Given that there have already been emerging new solutions - the next generation of endpoint protection (of users). The company Gartner in its Magic Q,uadrant gave them the classification of NGEP. We are a part of this alongside with our next generation product that studies the system calls of the operating system and on their basis forms the behavioural characteristics of the malware families. Due to we focus on behavioural characteristics that is not on how a malware looks like  but how it behaves, we don't need to chase malicious files that aren't always presented in the system. Roughly speaking, all "PetyaAs" behave alike. It doesn't matter what its generation is. The main thing is that the behavioural characteristics are the same. If we make it more profound, this behaviour is described as follows: it shall affect the master boot record of the computer. As far as all kinds of "PetyaA" behave identically, we conclude that they belong to the same genus (family).

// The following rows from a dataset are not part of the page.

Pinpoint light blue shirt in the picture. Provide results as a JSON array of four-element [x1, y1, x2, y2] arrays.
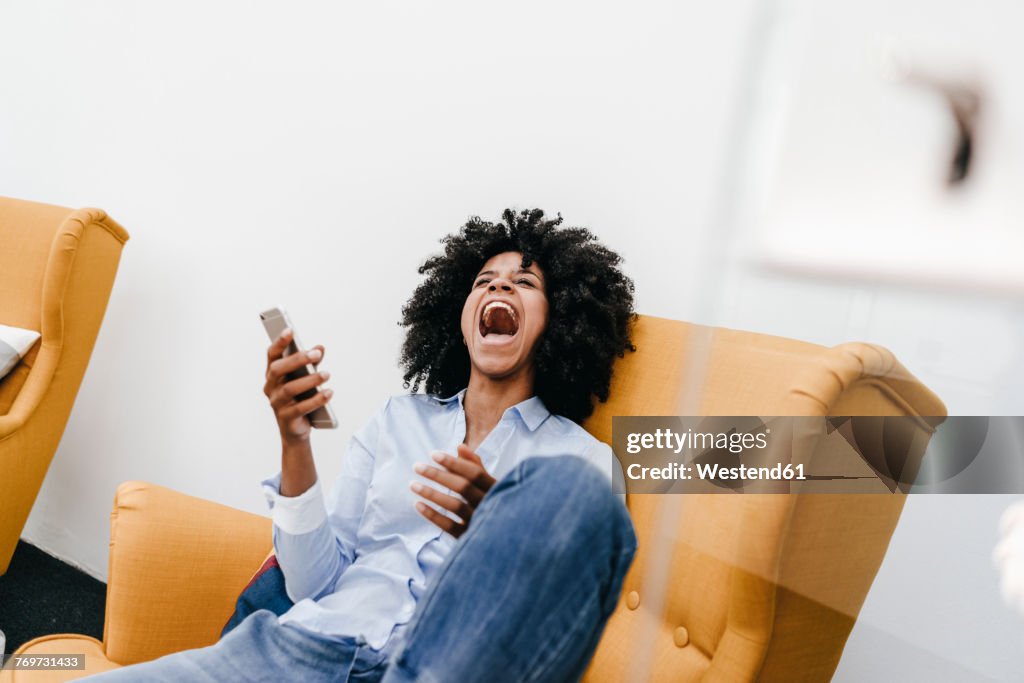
[[263, 389, 621, 649]]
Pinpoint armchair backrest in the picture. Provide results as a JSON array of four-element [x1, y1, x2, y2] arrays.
[[585, 316, 945, 683], [0, 198, 128, 573]]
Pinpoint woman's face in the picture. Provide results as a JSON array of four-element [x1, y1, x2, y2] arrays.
[[462, 252, 548, 379]]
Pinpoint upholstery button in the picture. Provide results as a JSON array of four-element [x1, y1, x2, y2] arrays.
[[672, 627, 690, 647]]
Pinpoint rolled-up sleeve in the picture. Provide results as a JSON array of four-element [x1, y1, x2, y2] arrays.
[[262, 403, 388, 602]]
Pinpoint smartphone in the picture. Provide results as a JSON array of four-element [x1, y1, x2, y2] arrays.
[[259, 307, 338, 429]]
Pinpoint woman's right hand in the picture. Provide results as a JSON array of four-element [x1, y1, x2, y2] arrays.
[[263, 330, 334, 445]]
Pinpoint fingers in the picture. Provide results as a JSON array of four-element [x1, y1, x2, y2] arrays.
[[266, 328, 292, 367], [278, 389, 334, 420], [264, 347, 324, 395], [416, 502, 466, 539], [409, 481, 473, 524], [430, 451, 495, 493], [270, 370, 331, 409], [413, 463, 486, 508]]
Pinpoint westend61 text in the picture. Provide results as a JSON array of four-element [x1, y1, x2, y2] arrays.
[[626, 463, 807, 481]]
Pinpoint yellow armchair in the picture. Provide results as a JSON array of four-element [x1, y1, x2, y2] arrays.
[[0, 316, 945, 683], [0, 198, 128, 574]]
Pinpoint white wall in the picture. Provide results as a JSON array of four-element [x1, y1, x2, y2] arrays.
[[0, 0, 1024, 680], [0, 1, 750, 578]]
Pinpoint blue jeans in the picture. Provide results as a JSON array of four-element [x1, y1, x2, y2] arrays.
[[88, 456, 636, 683]]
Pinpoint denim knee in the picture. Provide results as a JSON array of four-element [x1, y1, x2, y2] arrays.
[[499, 456, 636, 551]]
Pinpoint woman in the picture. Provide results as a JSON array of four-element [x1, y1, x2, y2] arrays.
[[88, 210, 636, 682]]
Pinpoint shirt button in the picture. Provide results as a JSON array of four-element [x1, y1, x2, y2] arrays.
[[672, 627, 690, 647]]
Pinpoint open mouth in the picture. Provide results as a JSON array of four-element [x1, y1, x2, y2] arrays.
[[480, 301, 519, 337]]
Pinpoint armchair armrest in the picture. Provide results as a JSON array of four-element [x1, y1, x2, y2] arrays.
[[103, 481, 272, 665]]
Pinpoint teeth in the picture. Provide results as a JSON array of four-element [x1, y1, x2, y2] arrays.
[[483, 301, 515, 318], [480, 301, 519, 337]]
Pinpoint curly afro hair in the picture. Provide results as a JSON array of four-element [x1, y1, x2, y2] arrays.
[[399, 209, 636, 423]]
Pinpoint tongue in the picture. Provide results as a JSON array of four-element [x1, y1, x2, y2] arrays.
[[483, 308, 516, 337]]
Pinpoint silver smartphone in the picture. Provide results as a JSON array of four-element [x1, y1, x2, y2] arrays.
[[259, 307, 338, 429]]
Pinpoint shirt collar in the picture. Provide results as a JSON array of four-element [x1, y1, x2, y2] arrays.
[[437, 389, 551, 431]]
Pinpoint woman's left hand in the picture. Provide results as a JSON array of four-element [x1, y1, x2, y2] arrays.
[[411, 443, 496, 539]]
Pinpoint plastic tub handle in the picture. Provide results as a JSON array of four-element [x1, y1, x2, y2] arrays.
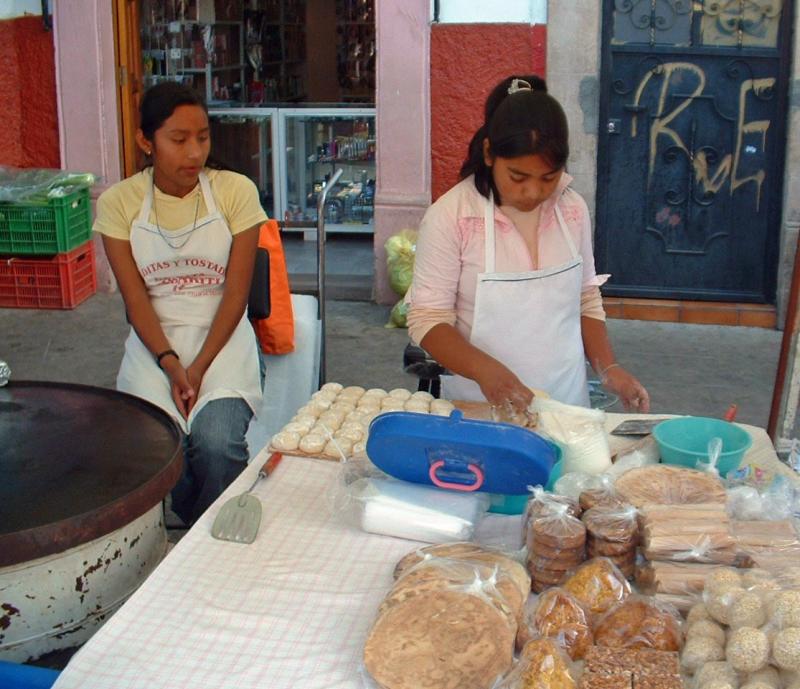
[[428, 459, 484, 493]]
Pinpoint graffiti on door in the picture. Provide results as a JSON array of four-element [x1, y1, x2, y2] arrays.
[[630, 62, 775, 218]]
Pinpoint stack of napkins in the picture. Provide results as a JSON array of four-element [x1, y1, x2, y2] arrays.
[[350, 478, 490, 543]]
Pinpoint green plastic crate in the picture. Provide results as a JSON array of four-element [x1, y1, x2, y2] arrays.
[[0, 188, 92, 255]]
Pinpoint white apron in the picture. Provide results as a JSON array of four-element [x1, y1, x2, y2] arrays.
[[117, 173, 261, 433], [442, 196, 589, 407]]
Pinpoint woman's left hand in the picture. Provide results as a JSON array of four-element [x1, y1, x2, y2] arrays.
[[602, 366, 650, 414], [186, 361, 206, 414]]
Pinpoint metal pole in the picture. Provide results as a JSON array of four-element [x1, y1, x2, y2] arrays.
[[317, 168, 344, 387]]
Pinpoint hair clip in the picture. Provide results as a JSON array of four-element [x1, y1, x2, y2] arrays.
[[508, 79, 533, 96]]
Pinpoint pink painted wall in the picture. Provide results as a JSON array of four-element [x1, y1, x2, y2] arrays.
[[431, 24, 547, 200], [374, 0, 430, 304], [52, 0, 122, 292], [0, 16, 60, 168]]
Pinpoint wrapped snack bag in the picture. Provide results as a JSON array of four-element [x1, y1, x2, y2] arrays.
[[526, 504, 586, 593], [490, 639, 577, 689], [581, 503, 639, 579], [594, 595, 682, 651], [564, 557, 631, 615], [364, 558, 524, 689], [532, 588, 593, 660]]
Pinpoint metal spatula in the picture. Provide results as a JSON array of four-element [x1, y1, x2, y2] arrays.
[[211, 452, 283, 543]]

When you know how to select such characteristics, then if another "PetyaA" is used for the next attack, until he behaves like "PetyaA", there is no threat to the network protected by us. For our technology of modification, "PetyaA" is another descendant that makes security automatically work.

According to the Gardner classification, the term "antivirus" isn’t used for next generation representatives. I will repeat once again, we present ourselves as an endpoint detection and response the so-called EDR. This is a security tool against the malware of the new generation.